Spreadsheet vs automated software
Perhaps one of the first mistakes a company can make regarding the management of their inventory is to use a spreadsheet system to keep track of it rather than a specially designed automated system such as Unleashed Software. Software that has been specifically designed for inventory management provides so many benefits including real-time tracking, remote accessibility, minimal risk of human error, automation, easy analysis of data and trends and meaningful report generation to name a few. Spreadsheets, although good for certain things, are steeped in problems when it comes to large amounts of data, real-time tracking, the likelihood of human error and remote accessibility from multiple sites.
With all the benefits of an automated system, real-time and meaningful data about sales trends can be obtained, providing intel for accurate ordering of inventory.
Mismatch of software and human intelligence
Bluntly put, ensure that your staff are intelligent, trained and equipped to utilize the software to its full potential. Often roadblocks to software introduction and proper use lie with the staff required to use it. Customer support and installation is catered for by the software provider however it never goes amiss to ensure proper training is provided to staff rather than just expecting people to wing it.
In tandem with this is making sure that the staff who are in charge of warehousing are in fact skilled in managing stock and understanding inventory storage and usage methodologies.
Failure to take stock
Taking stock (excuse the pun) of the company’s inventory systems is mandatory for good management. Spending the time now to understand the nature of the inventory and deducing sound ordering, transporting and storage operations will go a long way in making sure stock take counting is easy and accurate. It also helps to ensure items are where they are thought to be and are used or sold well within expiry dates rather than leaving them to become expired or obsolete.

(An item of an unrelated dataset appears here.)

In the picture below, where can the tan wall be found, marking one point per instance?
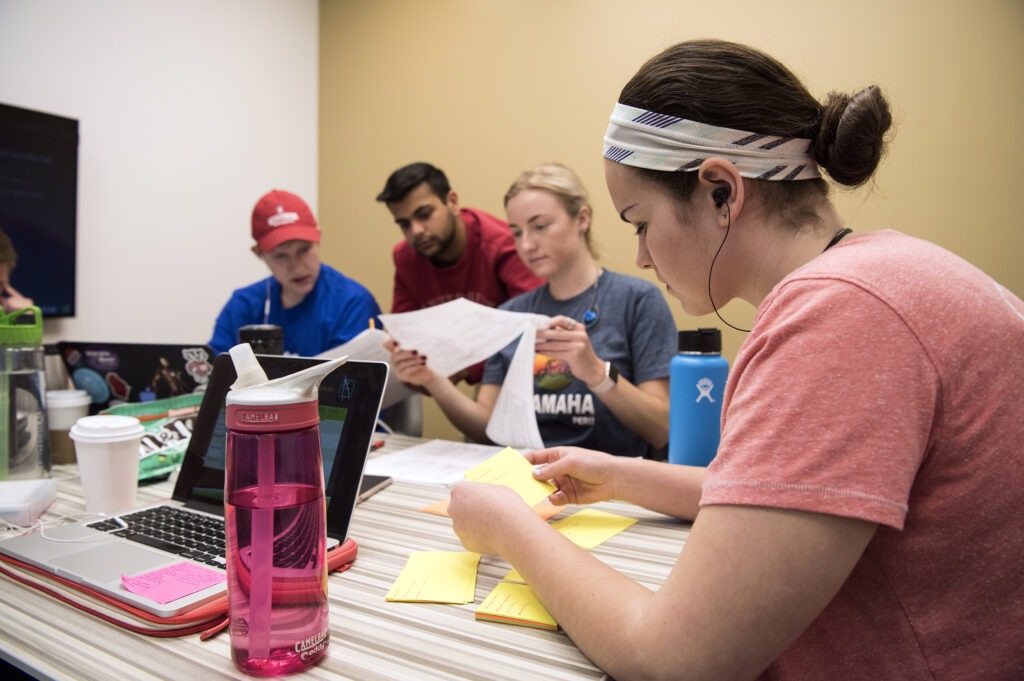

Failure to integrate multiple platforms
If the company has multiple sites and a website where customers can also order product, it is essential that they have proper integration of all platforms because without this, there is a lot of opportunity for overselling and stock-outs. These are where either too much product is ‘sold’ or promised to the customer without the inventory to back it up, or when the customer demand is not correctly forecasted resulting in a lack of sufficient inventory to satisfy it. Both situations can cause distrust in the customer and a subsequent loss of clientele and revenue.
Failing to forecast
It seems it is a common mistake to focus on back-order reports and conduct business in a reactive manner. This is instead of taking the time to understand your inventory and its status in production and forecast customer demand accurately with the use of software. By operating proactively and taking time to consider sensible safety stock levels and purchasing trends, the company can taper ordering and inventory levels with what is being sold. This will result in reducing money wastage from stock expiring or becoming obsolete and will ensure the company is protected from a stock-out situation.
Not emphasising inventory balance and creating a way to measure it
Companies often can fail to consider inventory management as a key component to company health. Sometimes they can fall prey to the thought that as long as the customer is getting what they want roughly in the timeframe they want it in, then the inventory can be considered managed. However, because so much of the company revenue is tied up in inventory and the company is so reliant on the process of a product being ordered and converted into a sale, it is of paramount importance to look at the inventory in versus inventory out balance and ensure it is as closely matched as possible. Due to the lack of emphasis on good inventory health, companies can fail to measure it and promote it as a goal of inventory managers.
As the philosopher George Santayana said, those who cannot remember the past are condemned to repeat it. The same applies to mistakes in the management of inventory and the company in general. We have looked at a few of many inventory management mistakes that are seen all too often. It is important to carefully consider the mistakes others have made and make a commitment to avoid them. This is where an inventory management system with expert help on tap can really help.